The concept of recursive fluidity is not offered here as a correction of the SUN RISE project's conclusions. Its empirical findings are robust and important. The study correctly identifies that mental health research has been systematically missing something that is not marginal but central. It correctly identifies that this missing element is context-specific and resists standardisation. It correctly identifies that methodological and disciplinary pluralism is required to engage with it. It correctly identifies that the people who have lived through disrupted coordination have knowledge that professional researchers need and currently cannot access adequately. All of this is right. What is not yet right is the name, and as the mediational analysis has shown, the wrong name is not merely a terminological inconvenience. It actively determines which mediations become visible as objects of inquiry and which are structurally excluded.
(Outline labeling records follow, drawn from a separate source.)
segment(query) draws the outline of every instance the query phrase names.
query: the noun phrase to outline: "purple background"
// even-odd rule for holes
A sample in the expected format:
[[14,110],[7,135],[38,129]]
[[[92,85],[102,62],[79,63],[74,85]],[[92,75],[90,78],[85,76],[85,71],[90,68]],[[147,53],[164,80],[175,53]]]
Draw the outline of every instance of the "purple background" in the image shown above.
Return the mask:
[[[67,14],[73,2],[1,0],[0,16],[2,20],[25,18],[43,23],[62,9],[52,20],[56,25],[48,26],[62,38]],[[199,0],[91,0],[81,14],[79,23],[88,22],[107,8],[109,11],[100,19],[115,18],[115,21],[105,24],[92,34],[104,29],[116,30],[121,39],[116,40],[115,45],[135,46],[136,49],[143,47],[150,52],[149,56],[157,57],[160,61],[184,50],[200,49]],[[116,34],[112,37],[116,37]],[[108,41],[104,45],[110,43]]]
The oscillation in mental health research between reductionist biology and narrative self-report is not accidental and it is not resolvable within either pole. Both are downstream attempts to stabilise something that originates at L2 and only later becomes symbolically articulable. Biological research reaches for the non-recursive substrate of a constitutively recursive phenomenon. Narrative research reaches for the L3 traces of a pre-symbolic disturbance. Neither reaches L2 itself, because L2 is prior to both the biological object and the narrating subject. This is the structural reason for the oscillation, and it is not addressable by combining the two approaches or by adding more diverse methods on top of the existing framework. It requires a different starting point: the mesocosmic coordinative field in which both the biological and the narrative are already downstream products, and in which dwelling, materiality, and symbolic infrastructure are constitutive rather than contextual.
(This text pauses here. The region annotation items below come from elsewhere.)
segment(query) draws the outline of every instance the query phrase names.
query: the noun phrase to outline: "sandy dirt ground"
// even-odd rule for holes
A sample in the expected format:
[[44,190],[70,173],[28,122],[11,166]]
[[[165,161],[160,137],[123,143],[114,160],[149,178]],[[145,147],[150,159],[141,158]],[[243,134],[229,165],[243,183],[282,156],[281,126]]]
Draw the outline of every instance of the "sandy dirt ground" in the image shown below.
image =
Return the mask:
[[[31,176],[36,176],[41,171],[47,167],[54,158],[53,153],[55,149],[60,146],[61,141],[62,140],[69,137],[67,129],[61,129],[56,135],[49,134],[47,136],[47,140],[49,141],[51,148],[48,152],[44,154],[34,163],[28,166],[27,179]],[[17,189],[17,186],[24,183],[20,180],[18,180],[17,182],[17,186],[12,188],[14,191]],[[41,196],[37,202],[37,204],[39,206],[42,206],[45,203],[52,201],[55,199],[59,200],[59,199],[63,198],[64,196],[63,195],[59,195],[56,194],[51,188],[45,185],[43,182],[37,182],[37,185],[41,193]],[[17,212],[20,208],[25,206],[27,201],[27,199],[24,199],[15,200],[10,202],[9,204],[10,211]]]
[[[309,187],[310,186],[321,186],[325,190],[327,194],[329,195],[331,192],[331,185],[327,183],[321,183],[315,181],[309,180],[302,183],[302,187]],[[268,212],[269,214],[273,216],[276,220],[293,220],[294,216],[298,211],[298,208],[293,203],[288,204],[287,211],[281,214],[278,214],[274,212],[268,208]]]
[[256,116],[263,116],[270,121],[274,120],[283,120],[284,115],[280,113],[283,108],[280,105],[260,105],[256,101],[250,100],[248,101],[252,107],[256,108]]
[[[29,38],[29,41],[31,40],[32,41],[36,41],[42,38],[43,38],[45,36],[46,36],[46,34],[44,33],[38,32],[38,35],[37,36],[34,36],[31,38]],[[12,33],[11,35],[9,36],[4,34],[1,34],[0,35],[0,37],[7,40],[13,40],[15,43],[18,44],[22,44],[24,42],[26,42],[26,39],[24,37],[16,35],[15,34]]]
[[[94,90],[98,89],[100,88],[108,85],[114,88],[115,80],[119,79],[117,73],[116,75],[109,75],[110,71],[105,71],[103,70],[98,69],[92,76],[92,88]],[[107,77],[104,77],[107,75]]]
'Subjective experience' names the phenomenon from the outside, from the perspective of a research system that has already relegated it to a secondary category. It accepts the framing of the dominant paradigm and then argues for the inclusion of what the paradigm has excluded. This is an important institutional move, and the SUN RISE team is right to make it. But it is not an adequate ontological account of what is at stake. Recursive fluidity names the phenomenon from the inside: from the coordinative field in which bodies, relations, environments, materials, and symbols are always already co-present, and in which the capacity for seamless movement through all of them is what mental health actually consists in.
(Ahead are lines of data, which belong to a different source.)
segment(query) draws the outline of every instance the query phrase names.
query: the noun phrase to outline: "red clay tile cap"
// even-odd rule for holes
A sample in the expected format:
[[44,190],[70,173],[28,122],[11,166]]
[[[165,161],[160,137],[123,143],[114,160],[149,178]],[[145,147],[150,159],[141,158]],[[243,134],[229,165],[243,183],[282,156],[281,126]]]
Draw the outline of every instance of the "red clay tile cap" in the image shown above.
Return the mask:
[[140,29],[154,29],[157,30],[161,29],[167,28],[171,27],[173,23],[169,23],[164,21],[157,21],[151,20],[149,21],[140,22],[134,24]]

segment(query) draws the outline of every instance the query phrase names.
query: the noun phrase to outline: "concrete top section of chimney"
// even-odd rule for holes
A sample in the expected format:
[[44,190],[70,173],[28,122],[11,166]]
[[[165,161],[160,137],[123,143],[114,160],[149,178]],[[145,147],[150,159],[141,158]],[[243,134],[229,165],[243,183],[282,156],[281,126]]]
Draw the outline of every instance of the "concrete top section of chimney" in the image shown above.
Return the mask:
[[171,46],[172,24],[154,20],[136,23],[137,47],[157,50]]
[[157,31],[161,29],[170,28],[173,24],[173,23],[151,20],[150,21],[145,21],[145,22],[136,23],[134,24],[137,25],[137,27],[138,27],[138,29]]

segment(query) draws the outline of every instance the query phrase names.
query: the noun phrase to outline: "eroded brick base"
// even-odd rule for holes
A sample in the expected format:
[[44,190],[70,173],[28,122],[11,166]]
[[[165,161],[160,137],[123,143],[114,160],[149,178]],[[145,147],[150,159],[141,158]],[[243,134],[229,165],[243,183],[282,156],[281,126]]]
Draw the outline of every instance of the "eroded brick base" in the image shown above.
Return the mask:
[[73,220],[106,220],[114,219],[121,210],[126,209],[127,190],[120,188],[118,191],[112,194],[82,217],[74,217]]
What mental health research has called 'subjective experience' is not a secondary supplement to objective science. It is the name given to L2 coordinative disturbance after it has already been transformed into L3 articulation and then positioned within the Enlightenment binary that produces 'subjective' as a category in the first place. And as the mediational analysis of the SUN RISE report reveals, not even all of L2 has been captured under that name: the disturbances that arise through dwelling, through material conditions, and through the symbolic infrastructure of classification remain outside the frame, invisible not because they are unimportant but because the concept has no room for them. The future of mental health research does not lie in integrating subjective experience into existing science. It lies in replacing the ontology that made 'subjective experience' seem like the right name for what was always, from the start, a disruption in the full field of living coordination.